1. What positioning accuracy do I really need?
In general, the most accurate positioning technologies can be more-or-less divided into three categories: those with a few centimetres of accuracy, with sub-metre accuracy, and with roughly 1-5 metres of accuracy. What level of accuracy your use case demands depends entirely on the value you put on location information. In other words, what is the cost of not knowing the exact location of your object?
For example, hospitals often don’t need 10cm accuracy to locate patients and assets—a few metres is good enough. There is value in knowing the approximate location of a patient since they can be easily found even if the accuracy is around 2-5 metres, and it’s not clear that precisely zeroing in on their location is going to add much value. Therefore, hospitals most often use Bluetooth and Wi-Fi-based solutions that enable them to use existing infrastructure and smartphones.
Tracking forklifts in warehouses, on the other hand, can easily demand sub-metre accuracy, especially if the system is used for collision avoidance. It makes a big difference if the forklifts pass each other with 30cm of space in between them or crash into each other. For these more precise cases, Ultra Wideband (UWB), lidars, cameras, or ultrasound-based systems are the most widely used technologies.
2. How often do I need to know the location?
Update rate is a critical feature that determines how often it is possible to track the location of an object. The real-world update rate also depends on how many objects need to be positioned within a given space. If the objects are relatively static or move slowly, then you won’t need a very high update rate. Also, if it isn’t important for you to know the real-time information of the location, then positioning doesn’t have to happen as frequently.
3. What area do I need to cover?
Whether it’s a supermarket, an office building, or a manufacturing facility, indoor areas differ greatly in terms of size and shape. Indoor positioning technologies are also often used to successfully cover both indoor and outdoor areas—in warehouses with outdoor loading docks, for example. The range and scalability requirements are different in each case.

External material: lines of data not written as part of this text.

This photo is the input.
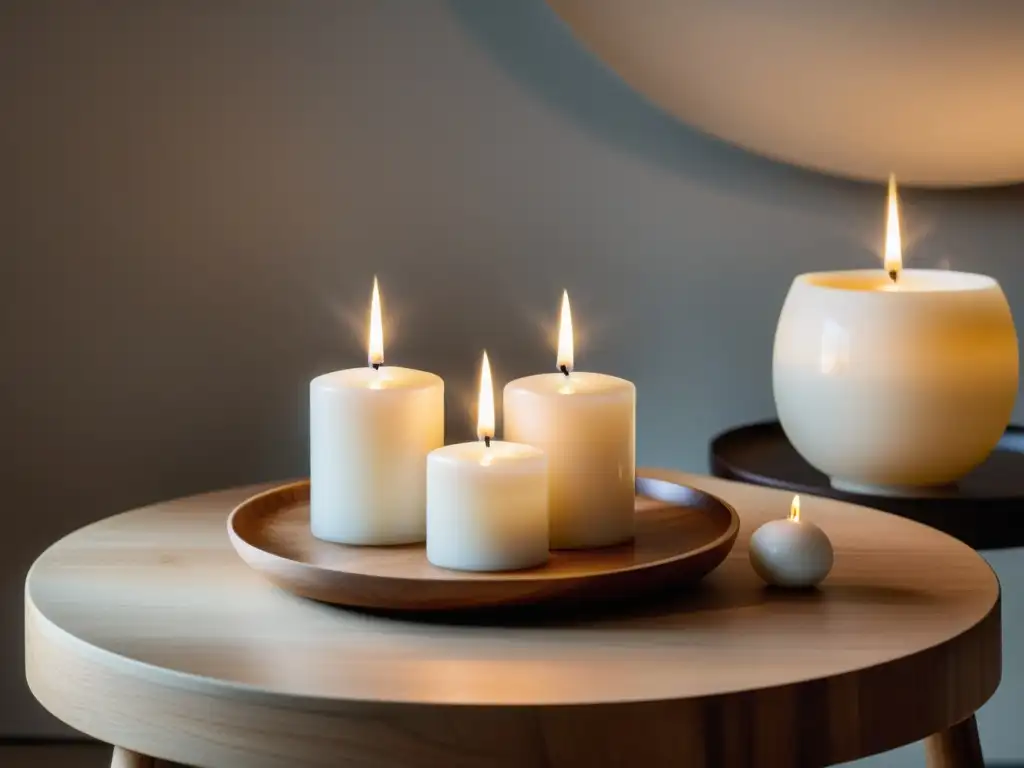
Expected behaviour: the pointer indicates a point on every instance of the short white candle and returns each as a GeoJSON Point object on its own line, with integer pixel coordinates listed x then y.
{"type": "Point", "coordinates": [486, 501]}
{"type": "Point", "coordinates": [370, 432]}
{"type": "Point", "coordinates": [892, 380]}
{"type": "Point", "coordinates": [791, 552]}
{"type": "Point", "coordinates": [586, 424]}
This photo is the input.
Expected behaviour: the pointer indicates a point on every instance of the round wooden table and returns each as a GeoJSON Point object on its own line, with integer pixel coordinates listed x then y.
{"type": "Point", "coordinates": [147, 632]}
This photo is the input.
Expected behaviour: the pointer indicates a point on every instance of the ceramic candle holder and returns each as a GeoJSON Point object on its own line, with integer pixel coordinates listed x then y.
{"type": "Point", "coordinates": [890, 387]}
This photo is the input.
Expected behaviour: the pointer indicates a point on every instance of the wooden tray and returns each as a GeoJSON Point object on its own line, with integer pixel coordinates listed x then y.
{"type": "Point", "coordinates": [682, 534]}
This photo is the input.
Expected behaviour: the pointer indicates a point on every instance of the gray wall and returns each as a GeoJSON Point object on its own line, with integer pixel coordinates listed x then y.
{"type": "Point", "coordinates": [196, 195]}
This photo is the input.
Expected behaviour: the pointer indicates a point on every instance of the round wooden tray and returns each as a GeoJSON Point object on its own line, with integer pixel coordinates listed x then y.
{"type": "Point", "coordinates": [682, 535]}
{"type": "Point", "coordinates": [982, 510]}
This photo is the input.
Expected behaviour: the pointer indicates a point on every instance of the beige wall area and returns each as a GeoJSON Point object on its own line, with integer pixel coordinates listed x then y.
{"type": "Point", "coordinates": [195, 198]}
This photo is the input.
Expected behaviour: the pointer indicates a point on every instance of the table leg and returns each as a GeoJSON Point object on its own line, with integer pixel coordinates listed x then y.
{"type": "Point", "coordinates": [956, 747]}
{"type": "Point", "coordinates": [127, 759]}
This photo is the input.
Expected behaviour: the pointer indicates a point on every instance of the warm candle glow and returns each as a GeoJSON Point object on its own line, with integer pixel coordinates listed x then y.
{"type": "Point", "coordinates": [485, 403]}
{"type": "Point", "coordinates": [565, 337]}
{"type": "Point", "coordinates": [376, 345]}
{"type": "Point", "coordinates": [894, 247]}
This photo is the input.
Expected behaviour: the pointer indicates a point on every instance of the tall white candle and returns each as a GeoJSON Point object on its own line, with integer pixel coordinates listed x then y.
{"type": "Point", "coordinates": [586, 425]}
{"type": "Point", "coordinates": [486, 501]}
{"type": "Point", "coordinates": [370, 432]}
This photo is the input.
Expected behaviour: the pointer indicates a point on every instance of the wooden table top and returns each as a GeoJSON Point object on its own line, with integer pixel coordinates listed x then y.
{"type": "Point", "coordinates": [146, 630]}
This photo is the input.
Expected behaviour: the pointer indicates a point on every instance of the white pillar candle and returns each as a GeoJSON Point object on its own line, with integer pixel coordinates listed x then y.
{"type": "Point", "coordinates": [586, 425]}
{"type": "Point", "coordinates": [370, 432]}
{"type": "Point", "coordinates": [791, 552]}
{"type": "Point", "coordinates": [892, 380]}
{"type": "Point", "coordinates": [486, 501]}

Bluetooth beacons are typically used in retail and hospitals, where smartphones can be used to locate customers or visitors. Bluetooth-enabled phones typically offer a shorter range of 5-10m, which might still be enough for smaller positioning areas. For home automation and security applications, infrared offers a similar operating range but often requires a line of sight. Bluetooth has been known to have scalability issues, only managing to have a limited number of connections at one time. Still, for proximity marketing and other similar use cases, Bluetooth can be a suitable option.
Ultra Wideband offers a range of 50-150 metres; therefore, allowing you to cover larger areas (our field tests have managed to extend the range of our Ultra Wideband solution as far as 160 metres). Still, each indoor positioning system comes with its own disadvantages. For UWB and Bluetooth, it’s the need for dedicated infrastructure in the form of anchors and tags. With the Wi-Fi RSSI fingerprinting method, all the reference points need to mapped beforehand, which increases the configuration and maintenance costs of the system.
All in all, the right indoor positioning system is the one that will maximise the value of your business case. Indoor RTLS is gaining ground fast and we deal with more interesting business cases every day. Still, we get the best results when the client requirements match the strengths of our technology.